The Brazilian will soon put pen to paper on a move that is the talk of football and one which will shatter all previous records after an already remarkable summer of spending.

But PSG can recoup that transfer fee in shirt sales, right? Wrong.

To explain The Independent asked Jake Cohen, a sports lawyer who has worked on a number of high-profile transactions in football, to debunk the myth.

It is often claimed that a club can recoup a marquee player’s transfer fee through shirt sales. However, in reality, this couldn’t be further from the truth.

Kit deals are not traditional sponsorship deals – they are licensing deals, which enable the kit manufacturers to use the club’s brand to sell branded apparel. Clubs will traditionally receive an annual fee – for example, Manchester United receives £75 million per year from Adidas, Chelsea receives an initial £60 million per year from Nike, and Arsenal receives £30 million per year from Puma – and then 10-15% of the revenue the kit manufacturer generates from shirt sales.

Furthermore, signing a star player doesn’t lead to as many new kits being sold as one might think. While there will usually be an uptick in shirts sold in the market where the player came from, it is more often the case that those who were already planning on purchasing a shirt will choose to get the new player’s name on the back, rather than an existing player.

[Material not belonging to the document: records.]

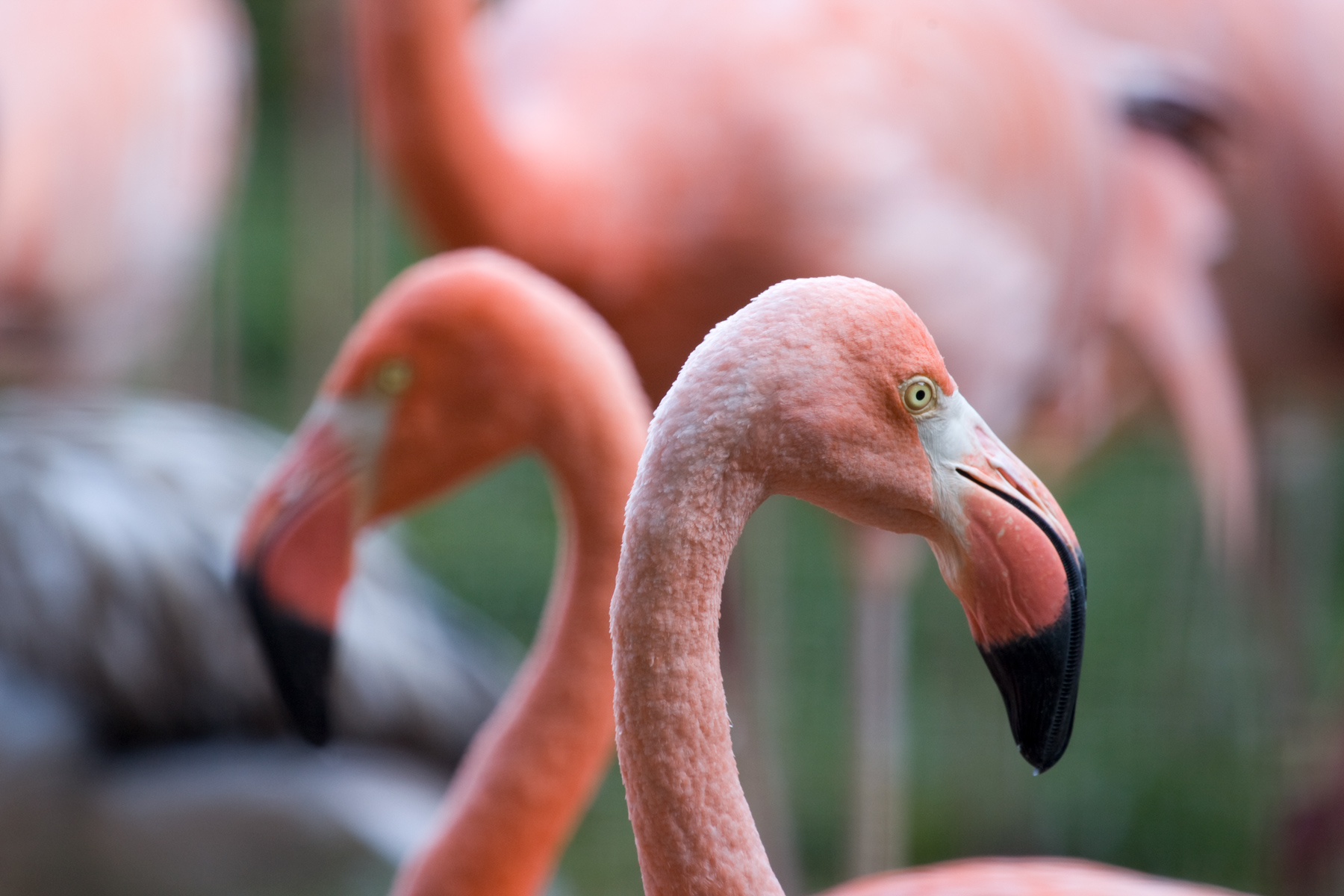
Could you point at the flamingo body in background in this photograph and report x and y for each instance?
(667, 160)
(833, 391)
(141, 739)
(464, 361)
(1265, 74)
(119, 129)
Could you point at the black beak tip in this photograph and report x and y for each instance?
(299, 656)
(1038, 679)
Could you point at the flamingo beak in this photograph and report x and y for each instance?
(1019, 573)
(293, 561)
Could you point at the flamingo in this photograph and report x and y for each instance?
(1263, 80)
(831, 390)
(141, 736)
(119, 129)
(463, 361)
(668, 160)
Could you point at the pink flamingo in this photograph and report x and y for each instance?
(465, 359)
(833, 391)
(667, 160)
(119, 131)
(1265, 77)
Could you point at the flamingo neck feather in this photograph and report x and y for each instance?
(692, 825)
(535, 765)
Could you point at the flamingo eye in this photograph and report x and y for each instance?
(394, 376)
(918, 395)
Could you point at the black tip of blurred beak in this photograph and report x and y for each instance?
(299, 655)
(1038, 675)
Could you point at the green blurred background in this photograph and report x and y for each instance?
(1209, 703)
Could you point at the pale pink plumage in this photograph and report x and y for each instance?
(119, 129)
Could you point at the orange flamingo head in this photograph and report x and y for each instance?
(461, 361)
(835, 393)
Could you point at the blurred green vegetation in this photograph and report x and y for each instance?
(1177, 761)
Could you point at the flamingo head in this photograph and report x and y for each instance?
(855, 411)
(461, 361)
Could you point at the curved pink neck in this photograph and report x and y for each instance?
(692, 824)
(534, 766)
(428, 120)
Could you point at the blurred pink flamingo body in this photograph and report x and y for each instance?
(818, 390)
(668, 160)
(119, 129)
(464, 361)
(1268, 75)
(665, 161)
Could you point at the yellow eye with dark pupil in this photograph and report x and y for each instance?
(394, 376)
(918, 395)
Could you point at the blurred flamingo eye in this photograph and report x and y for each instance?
(918, 395)
(394, 376)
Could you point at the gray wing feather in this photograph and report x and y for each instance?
(117, 521)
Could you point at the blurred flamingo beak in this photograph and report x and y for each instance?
(1019, 574)
(293, 561)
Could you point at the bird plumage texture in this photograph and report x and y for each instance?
(117, 519)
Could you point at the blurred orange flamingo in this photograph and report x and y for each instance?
(831, 390)
(127, 750)
(667, 160)
(464, 361)
(1254, 87)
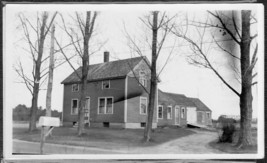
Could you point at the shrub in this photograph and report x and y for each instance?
(228, 131)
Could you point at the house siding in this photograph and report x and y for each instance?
(94, 91)
(135, 91)
(203, 119)
(170, 122)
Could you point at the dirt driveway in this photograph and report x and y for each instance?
(192, 144)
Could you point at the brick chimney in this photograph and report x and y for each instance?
(106, 56)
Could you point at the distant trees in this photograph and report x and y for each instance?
(241, 48)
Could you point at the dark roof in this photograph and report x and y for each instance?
(199, 104)
(106, 70)
(179, 99)
(163, 97)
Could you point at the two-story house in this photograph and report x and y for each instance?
(172, 109)
(115, 96)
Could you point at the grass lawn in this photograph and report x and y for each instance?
(230, 148)
(107, 138)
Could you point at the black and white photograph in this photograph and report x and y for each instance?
(133, 81)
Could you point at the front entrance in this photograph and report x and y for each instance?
(87, 111)
(177, 115)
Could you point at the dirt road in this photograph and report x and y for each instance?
(192, 144)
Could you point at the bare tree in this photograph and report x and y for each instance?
(157, 25)
(36, 49)
(50, 74)
(238, 35)
(87, 29)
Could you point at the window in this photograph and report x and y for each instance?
(143, 124)
(142, 78)
(105, 105)
(75, 87)
(74, 106)
(106, 84)
(208, 114)
(160, 112)
(143, 105)
(183, 112)
(169, 112)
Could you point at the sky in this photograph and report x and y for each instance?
(177, 77)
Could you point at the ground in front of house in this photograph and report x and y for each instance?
(114, 141)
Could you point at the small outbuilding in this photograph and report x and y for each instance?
(199, 115)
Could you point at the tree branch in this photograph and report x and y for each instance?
(225, 27)
(207, 61)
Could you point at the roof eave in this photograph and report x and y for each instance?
(94, 80)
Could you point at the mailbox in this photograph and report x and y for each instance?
(49, 121)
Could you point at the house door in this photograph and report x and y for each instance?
(87, 111)
(177, 115)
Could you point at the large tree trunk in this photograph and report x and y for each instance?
(50, 75)
(153, 80)
(85, 64)
(246, 76)
(32, 123)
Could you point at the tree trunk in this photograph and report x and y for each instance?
(50, 75)
(153, 80)
(32, 125)
(85, 61)
(32, 122)
(246, 76)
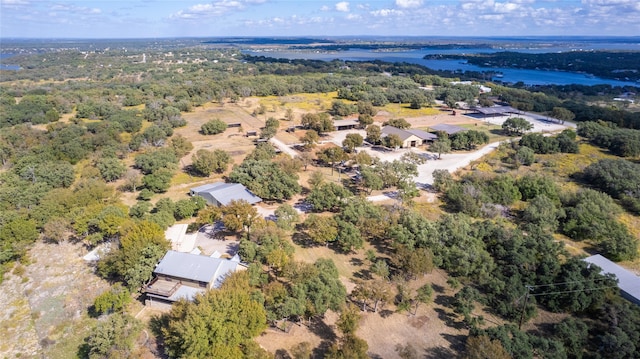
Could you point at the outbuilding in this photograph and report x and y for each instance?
(628, 282)
(221, 193)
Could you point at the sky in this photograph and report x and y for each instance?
(188, 18)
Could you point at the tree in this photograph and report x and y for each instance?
(374, 134)
(332, 155)
(393, 141)
(321, 229)
(238, 215)
(364, 120)
(159, 181)
(516, 126)
(562, 114)
(482, 347)
(113, 300)
(440, 146)
(180, 145)
(349, 319)
(327, 197)
(265, 179)
(310, 139)
(113, 338)
(398, 123)
(306, 158)
(213, 127)
(216, 323)
(286, 216)
(206, 162)
(525, 156)
(352, 141)
(110, 168)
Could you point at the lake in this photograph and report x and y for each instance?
(529, 77)
(4, 66)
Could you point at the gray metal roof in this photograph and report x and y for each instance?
(496, 110)
(195, 267)
(224, 193)
(628, 282)
(449, 129)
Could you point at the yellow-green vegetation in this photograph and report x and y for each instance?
(303, 101)
(403, 110)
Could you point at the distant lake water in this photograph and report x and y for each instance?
(4, 66)
(529, 77)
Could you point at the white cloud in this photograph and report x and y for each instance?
(213, 9)
(342, 6)
(386, 12)
(405, 4)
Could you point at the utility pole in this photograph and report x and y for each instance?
(524, 306)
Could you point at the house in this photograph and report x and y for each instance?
(221, 194)
(183, 275)
(448, 129)
(628, 282)
(409, 137)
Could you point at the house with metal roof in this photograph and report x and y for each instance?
(628, 282)
(221, 194)
(409, 137)
(182, 275)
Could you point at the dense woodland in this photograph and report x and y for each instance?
(496, 234)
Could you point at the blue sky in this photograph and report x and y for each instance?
(173, 18)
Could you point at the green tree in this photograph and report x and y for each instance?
(180, 145)
(332, 155)
(310, 139)
(159, 181)
(110, 168)
(286, 216)
(352, 141)
(440, 146)
(525, 156)
(327, 197)
(113, 300)
(374, 134)
(398, 123)
(206, 162)
(562, 114)
(516, 126)
(213, 127)
(113, 338)
(265, 179)
(321, 229)
(239, 215)
(217, 323)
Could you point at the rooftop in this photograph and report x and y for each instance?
(224, 193)
(195, 267)
(628, 282)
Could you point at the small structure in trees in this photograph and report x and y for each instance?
(183, 275)
(221, 194)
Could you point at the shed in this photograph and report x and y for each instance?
(221, 194)
(628, 282)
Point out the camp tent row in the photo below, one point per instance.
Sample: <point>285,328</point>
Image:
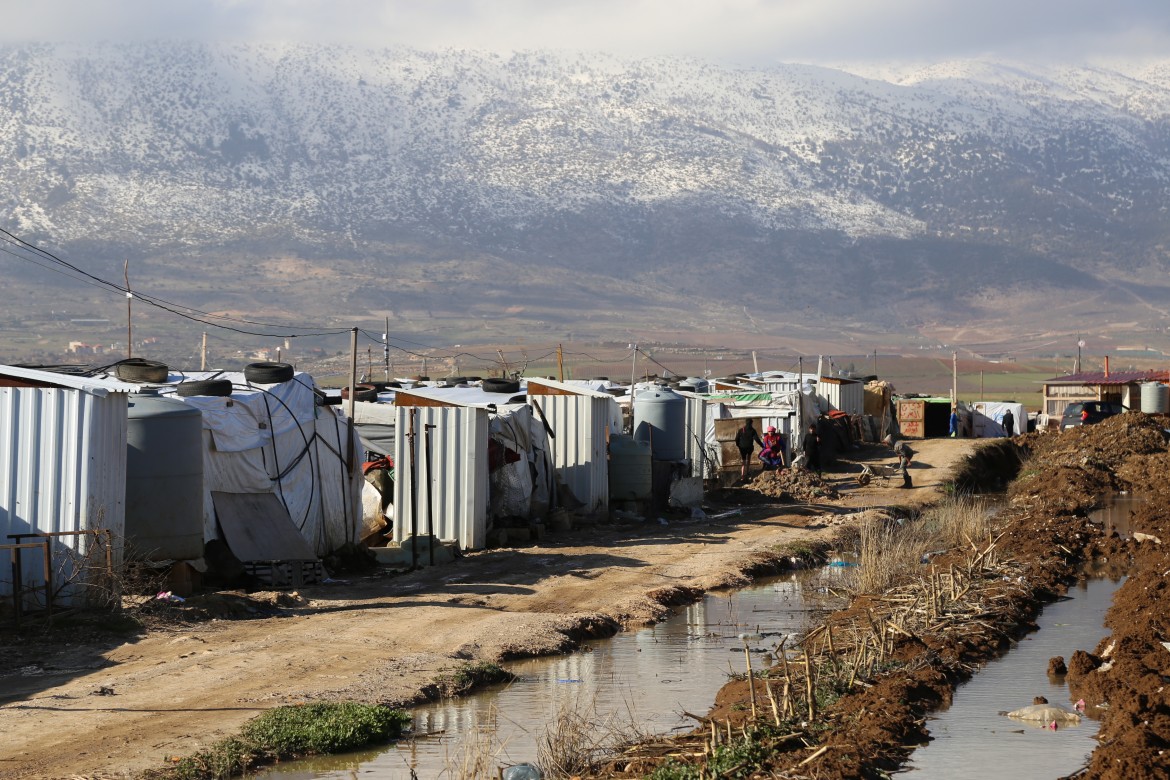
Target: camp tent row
<point>280,473</point>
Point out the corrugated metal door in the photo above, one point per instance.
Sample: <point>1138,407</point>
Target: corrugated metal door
<point>580,426</point>
<point>459,473</point>
<point>62,468</point>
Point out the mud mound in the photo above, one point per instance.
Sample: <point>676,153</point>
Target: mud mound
<point>1067,471</point>
<point>793,485</point>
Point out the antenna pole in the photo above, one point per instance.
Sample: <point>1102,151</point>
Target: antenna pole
<point>130,297</point>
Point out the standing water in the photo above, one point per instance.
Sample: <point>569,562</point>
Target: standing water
<point>641,682</point>
<point>972,740</point>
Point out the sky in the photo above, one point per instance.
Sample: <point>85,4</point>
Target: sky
<point>752,33</point>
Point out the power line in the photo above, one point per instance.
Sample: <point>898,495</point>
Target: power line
<point>205,317</point>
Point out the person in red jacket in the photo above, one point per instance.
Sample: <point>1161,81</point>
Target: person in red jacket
<point>772,455</point>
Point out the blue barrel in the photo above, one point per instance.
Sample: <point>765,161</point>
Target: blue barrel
<point>164,480</point>
<point>630,468</point>
<point>660,418</point>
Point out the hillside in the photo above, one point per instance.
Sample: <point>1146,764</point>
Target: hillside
<point>582,192</point>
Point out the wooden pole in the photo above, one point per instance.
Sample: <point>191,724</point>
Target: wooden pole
<point>751,680</point>
<point>954,375</point>
<point>809,688</point>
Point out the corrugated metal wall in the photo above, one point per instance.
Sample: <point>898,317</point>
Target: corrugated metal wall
<point>62,468</point>
<point>582,425</point>
<point>459,474</point>
<point>846,397</point>
<point>703,456</point>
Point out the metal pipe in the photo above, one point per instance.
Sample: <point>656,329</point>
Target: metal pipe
<point>431,530</point>
<point>414,492</point>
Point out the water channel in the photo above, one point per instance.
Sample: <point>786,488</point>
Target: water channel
<point>646,677</point>
<point>652,676</point>
<point>971,740</point>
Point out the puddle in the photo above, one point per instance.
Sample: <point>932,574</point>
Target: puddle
<point>972,740</point>
<point>648,677</point>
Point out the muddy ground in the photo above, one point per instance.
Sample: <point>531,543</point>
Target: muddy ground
<point>103,696</point>
<point>1045,545</point>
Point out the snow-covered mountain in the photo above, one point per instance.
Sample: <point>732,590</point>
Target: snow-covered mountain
<point>931,184</point>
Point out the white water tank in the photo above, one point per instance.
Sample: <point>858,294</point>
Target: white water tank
<point>1155,398</point>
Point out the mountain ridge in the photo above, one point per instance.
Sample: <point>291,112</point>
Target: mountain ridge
<point>955,191</point>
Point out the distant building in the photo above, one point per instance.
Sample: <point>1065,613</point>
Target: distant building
<point>1116,387</point>
<point>80,347</point>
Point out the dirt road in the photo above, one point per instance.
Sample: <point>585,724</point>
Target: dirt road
<point>88,702</point>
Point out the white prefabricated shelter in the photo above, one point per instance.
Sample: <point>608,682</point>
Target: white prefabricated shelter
<point>275,439</point>
<point>988,419</point>
<point>847,395</point>
<point>458,480</point>
<point>582,421</point>
<point>62,470</point>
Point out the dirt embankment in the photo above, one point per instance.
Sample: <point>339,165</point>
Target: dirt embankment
<point>1046,539</point>
<point>110,697</point>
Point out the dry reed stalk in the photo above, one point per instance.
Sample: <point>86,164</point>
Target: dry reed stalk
<point>809,691</point>
<point>771,697</point>
<point>751,681</point>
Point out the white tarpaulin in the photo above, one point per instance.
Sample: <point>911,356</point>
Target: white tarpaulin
<point>274,439</point>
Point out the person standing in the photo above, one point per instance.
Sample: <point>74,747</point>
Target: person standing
<point>904,454</point>
<point>1009,423</point>
<point>811,446</point>
<point>745,440</point>
<point>772,455</point>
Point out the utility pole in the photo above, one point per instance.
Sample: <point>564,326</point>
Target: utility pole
<point>353,392</point>
<point>799,435</point>
<point>130,297</point>
<point>633,372</point>
<point>353,372</point>
<point>954,377</point>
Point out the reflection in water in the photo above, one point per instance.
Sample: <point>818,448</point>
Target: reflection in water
<point>640,682</point>
<point>972,740</point>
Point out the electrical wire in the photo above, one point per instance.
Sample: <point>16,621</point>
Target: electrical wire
<point>199,316</point>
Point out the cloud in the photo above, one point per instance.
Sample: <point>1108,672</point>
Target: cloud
<point>748,32</point>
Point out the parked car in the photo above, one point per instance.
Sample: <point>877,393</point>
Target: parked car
<point>1085,413</point>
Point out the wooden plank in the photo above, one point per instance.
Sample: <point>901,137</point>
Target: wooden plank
<point>256,526</point>
<point>405,398</point>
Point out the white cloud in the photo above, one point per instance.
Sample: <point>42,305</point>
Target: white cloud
<point>749,32</point>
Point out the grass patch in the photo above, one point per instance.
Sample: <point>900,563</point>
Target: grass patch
<point>807,552</point>
<point>740,759</point>
<point>290,732</point>
<point>892,552</point>
<point>468,676</point>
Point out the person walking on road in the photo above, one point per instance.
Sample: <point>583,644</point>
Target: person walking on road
<point>1009,423</point>
<point>904,454</point>
<point>745,440</point>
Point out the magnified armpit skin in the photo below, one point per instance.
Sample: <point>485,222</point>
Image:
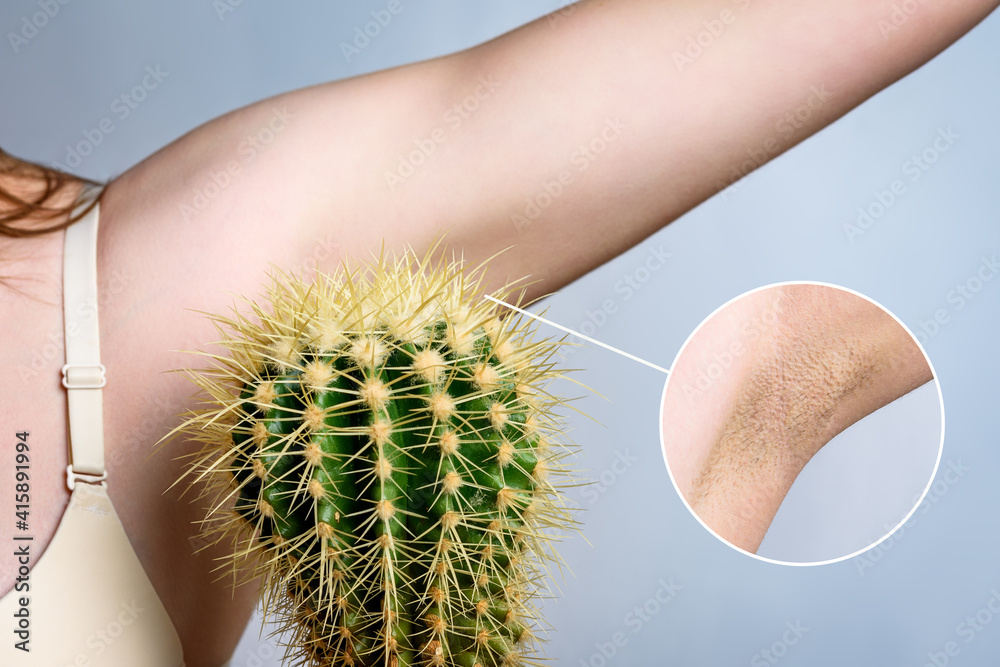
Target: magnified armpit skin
<point>764,384</point>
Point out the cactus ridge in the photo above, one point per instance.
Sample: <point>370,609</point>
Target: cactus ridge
<point>384,452</point>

Neymar is set to become the most expensive player in history
Neymar is set to become the most expensive player in history (Getty)

The kit deal is often a football club’s most lucrative sponsorship, and for good reason. The manufacturers aren’t paying the clubs to have a tiny logo emblazoned on the front of the club’s shirt – rather, they’re making an investment that will yield an excellent return. As an example, Adidas CEO Herbert Hainer projected that Adidas would earn £1.5 billion from its ten-year, £750 million deal with Manchester United.

Why don’t football clubs simply manufacture their own shirts and keep 100% of the profits? The simple answer is because they’re football clubs, not kit manufacturers. They don’t have the global distribution networks necessary to manufacture, ship, and sell hundreds of thousands, or in some cases, millions of shirts each year. Many clubs even outsource the logistics of their online shops, which are miniscule operations compared to what is required to manufacture, distribute and market kits on a global scale.

Football clubs don’t have access to these resources. Even the largest football clubs in the world are comparatively tiny businesses when it comes to the likes of Adidas and Nike. To put it in perspective, Nike has earned substantially more in three months (nearly £7 billion for March, April, and May 2017) than Chelsea have earned in its 112-year history.